Towards the Efficient, Scientific and Accessible Development of Small Language Models
Repository URI
Repository DOI
Change log
Authors
Abstract
Language models continue to grow in size, yet our understanding of their inner workings and ability to train them efficiently, particularly smaller models, remains limited. Small (sub-1 billion parameter) models offer practical advantages, including reduced financial and environmental costs, and greater accessibility, motivating the need for more effective training methodologies. This thesis addresses the challenge of developing small language models through two complementary lenses: cognitive inspiration and analytical investigation. First, drawing parallels with efficient human language acquisition, I explore cognitively inspired techniques for training small models. I investigate curriculum learning strategies informed by human language acquisition in data-constrained settings within a framework called CLIMB, and I introduce Syntactic Smoothing, a cognitively motivated method that enhances the representation of infrequent words by leveraging syntactic structure. Second, I adopt an analytical perspective to study the training dynamics and bottlenecks of small models. By analysing the layer-wise behaviour of the Pythia model suite, I identify convergence challenges and saturation phenomena in small models. This analysis exposes a broader shortcoming in current language model development: the disconnect between training and analysis tools, which hinders a scientific, iterative approach to model improvement.
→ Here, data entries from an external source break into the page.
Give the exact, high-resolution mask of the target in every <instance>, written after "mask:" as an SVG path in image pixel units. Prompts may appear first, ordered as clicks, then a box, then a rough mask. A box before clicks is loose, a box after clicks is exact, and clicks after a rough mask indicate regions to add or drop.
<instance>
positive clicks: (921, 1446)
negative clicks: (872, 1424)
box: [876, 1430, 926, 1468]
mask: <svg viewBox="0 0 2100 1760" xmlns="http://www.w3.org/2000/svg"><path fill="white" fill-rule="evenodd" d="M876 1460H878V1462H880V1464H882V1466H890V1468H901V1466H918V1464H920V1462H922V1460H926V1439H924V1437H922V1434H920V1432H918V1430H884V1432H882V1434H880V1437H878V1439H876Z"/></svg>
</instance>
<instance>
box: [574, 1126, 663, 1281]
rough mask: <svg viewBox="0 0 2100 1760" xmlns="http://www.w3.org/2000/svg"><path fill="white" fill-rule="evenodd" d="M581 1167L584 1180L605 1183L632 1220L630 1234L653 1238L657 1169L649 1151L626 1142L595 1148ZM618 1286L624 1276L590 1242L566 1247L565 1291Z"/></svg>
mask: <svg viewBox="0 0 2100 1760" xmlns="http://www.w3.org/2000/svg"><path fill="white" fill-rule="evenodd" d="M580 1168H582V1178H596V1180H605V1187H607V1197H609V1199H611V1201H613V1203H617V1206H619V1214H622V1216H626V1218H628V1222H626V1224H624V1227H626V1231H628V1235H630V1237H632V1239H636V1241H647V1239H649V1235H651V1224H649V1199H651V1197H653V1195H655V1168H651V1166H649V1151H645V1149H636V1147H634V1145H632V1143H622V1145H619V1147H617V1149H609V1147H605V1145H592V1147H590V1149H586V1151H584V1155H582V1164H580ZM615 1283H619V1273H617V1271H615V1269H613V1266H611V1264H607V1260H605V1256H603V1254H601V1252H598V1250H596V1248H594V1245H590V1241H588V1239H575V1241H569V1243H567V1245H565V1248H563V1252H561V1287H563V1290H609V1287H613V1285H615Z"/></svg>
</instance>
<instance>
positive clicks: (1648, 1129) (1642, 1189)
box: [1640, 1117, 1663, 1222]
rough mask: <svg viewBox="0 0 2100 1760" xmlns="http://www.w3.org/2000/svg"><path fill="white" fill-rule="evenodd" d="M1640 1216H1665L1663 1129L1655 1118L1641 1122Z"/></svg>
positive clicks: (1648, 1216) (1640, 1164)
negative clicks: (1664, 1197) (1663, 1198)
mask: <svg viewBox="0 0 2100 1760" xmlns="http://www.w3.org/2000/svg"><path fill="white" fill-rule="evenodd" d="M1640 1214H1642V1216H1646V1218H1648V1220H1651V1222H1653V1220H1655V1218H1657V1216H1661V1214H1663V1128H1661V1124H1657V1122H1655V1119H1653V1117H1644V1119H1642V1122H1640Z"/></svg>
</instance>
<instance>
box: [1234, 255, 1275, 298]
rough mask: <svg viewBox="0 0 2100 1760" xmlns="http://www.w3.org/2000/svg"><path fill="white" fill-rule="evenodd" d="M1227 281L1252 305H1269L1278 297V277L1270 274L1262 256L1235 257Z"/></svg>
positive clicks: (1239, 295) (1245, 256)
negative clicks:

To address this, I introduce Pico, an open-source, lightweight, modular development framework for small models that integrates training and fine-grained analysis of model learning dynamics. Comprising pico-train and pico-analyze, Pico enables a principled, experiment-driven methodology for developing small language models. Ultimately, this thesis contributes novel techniques and tools aimed at making the training of small language models both more efficient, scientific and accessible to a wider range of users.